Adult residents of Portland -- Maine's largest city -- may possess up to 2.5 ounces of marijuana under the referendum. The new measure does not permit the recreational purchase or sale of marijuana, nor does it permit its use in public spaces like parks.
"Most Portlanders, like most Americans, are fed up with our nation's failed marijuana prohibition laws," said David Boyer of the Marijuana Policy Project, a marijuana advocacy group. "We applaud Portland voters for adopting a smarter marijuana policy, and we look forward to working with city officials to ensure it is implemented."
Marijuana advocates anxiously awaited the city vote result:
With pro marijuana legalization campaign awaiting elex results in Portland, Maine. There's a belly dancer AND a reggae band at this party
— Susan Sharon (@SusanSharon1) November 6, 2013
— Jon Chrisos (@JonWGME) November 6, 2013
Medical marijuana is already legal in Maine, and the Portland referendum is seen as largely symbolic, as it does not override state or federal laws. But the passage could spark further efforts to legalize recreational marijuana in the state, as it was in Washington and Colorado in November 2012.

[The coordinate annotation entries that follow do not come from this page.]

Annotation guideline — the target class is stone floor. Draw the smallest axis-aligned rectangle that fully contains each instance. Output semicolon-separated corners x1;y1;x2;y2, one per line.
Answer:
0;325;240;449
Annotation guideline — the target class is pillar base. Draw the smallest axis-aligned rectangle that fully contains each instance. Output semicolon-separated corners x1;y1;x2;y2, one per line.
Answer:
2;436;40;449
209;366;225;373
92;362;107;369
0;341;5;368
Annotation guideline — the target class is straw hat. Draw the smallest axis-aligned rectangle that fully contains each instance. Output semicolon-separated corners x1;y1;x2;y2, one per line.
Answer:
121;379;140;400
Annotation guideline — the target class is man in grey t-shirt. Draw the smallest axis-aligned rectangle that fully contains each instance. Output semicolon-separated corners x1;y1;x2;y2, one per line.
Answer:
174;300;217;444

"I think there's national implications, keeping the momentum that Washington and Colorado started last November in ending marijuana prohibition," said Boyert in anticipation of the vote. "This is just the next domino."
While the measure did not face organized opposition, some did raise concern over the Marijuana Policy Project's Metro bus ad campaign. Some said the ads promoted the use of marijuana, not just the passage of Question 1.
"It's highly inappropriate to be promoting pro-marijuana message in a place that has a large audience of people under the age of 21," said drug prevention group 21 Reasons spokeswoman Kate Perkins to local news group WCHS.
Metro officials reviewed the transit agency's policy and said the ads fall in line with political advertisements.